グリーンスパン氏は尋ねられると《たぬき》ぶりを見せている。

「現在は、テクニカル分析で見れば市場の先行きについて少々神経質になるような時期だ。
しかし、市場は今やとても洗練されている。・・・
市場から既知でないことを見出すのは困難だ。」

マイナス金利の広がり

グリーンスパン氏は、世界中で増えているマイナス金利について原因をコメントしている。
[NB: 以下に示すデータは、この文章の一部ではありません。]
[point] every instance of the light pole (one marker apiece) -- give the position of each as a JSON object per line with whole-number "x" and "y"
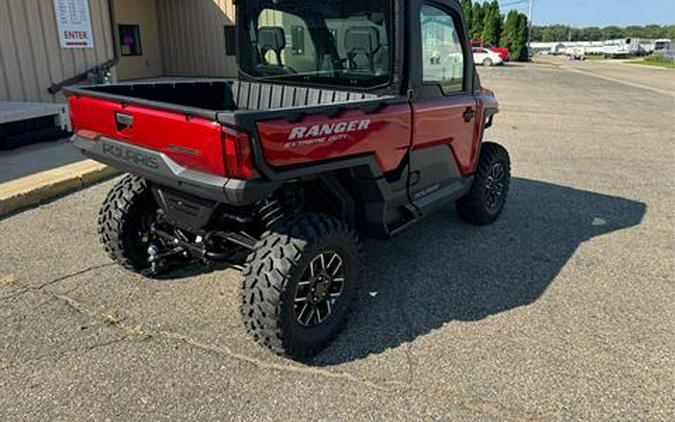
{"x": 529, "y": 29}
前兆は、世界で高齢化が進み、人々がはじめ思っていたより長く生きると認識しつつあり、貯蓄を始めたことだ。

高齢化が金利低下の主因とする考え方だ。
グリーンスパン氏は、この変化が米30年債利回りに如実に表れているという。


米30年債利回り
米30年債利回り

30年債利回りは昨年11月までは上昇傾向を示したが、その後低下に転じ、7月末から急落した。
グリーンスパン氏は、これが人々のニーズの変化を表していると言う。

「元は30年債利回りは3%あたりにとどまると思われていたが、ほとんど予想していなかった低下が起こった。
人々のいわゆる時間選好に変化があったためだ。
人生が長くなり、十分に前もって今のうちに長い人生のための蓄えをしておく必要があるということになった。」

グリーンスパン氏によれば、人々はより長い安全な資産へのニーズを強めている。
それが、30年債の価格上昇(=利回り低下)なのだ。
これは最近の金価格にも表れているという。

米30年債利回り(青)と金価格(赤)
米30年債利回り(青)と金価格(赤)

「金価格が1,500ドルまで急上昇した理由の1つは、人々が20-30年後も価値を持つ、ハードな基本的に資源を求めているためだ。
年を取るにつれ、安泰な老後のために資源を持っておきたいのだ。」

グリーンスパン氏は日本を例に、人口減少と金利低下の相関は明らかと指摘する。
マイナス金利は時間の問題で米国にもやってくると言う。
同氏は、その変化の瞬間まで予想している。

基本的にアメリカ人はマイナス金利のない状態に慣れている。
しかし、人々の態度に大きな変化があれば、クーポンを求めるようになる。
その結果、受け取るネットの金利に影響を与えているという事実を無視する傾向を示すようになる。

今回の発言では、グリーンスパン氏は変化後の時間選好の持続性については言及していない。
先日の発言では、こうした変化が一過性に終わることが多いと発言していた。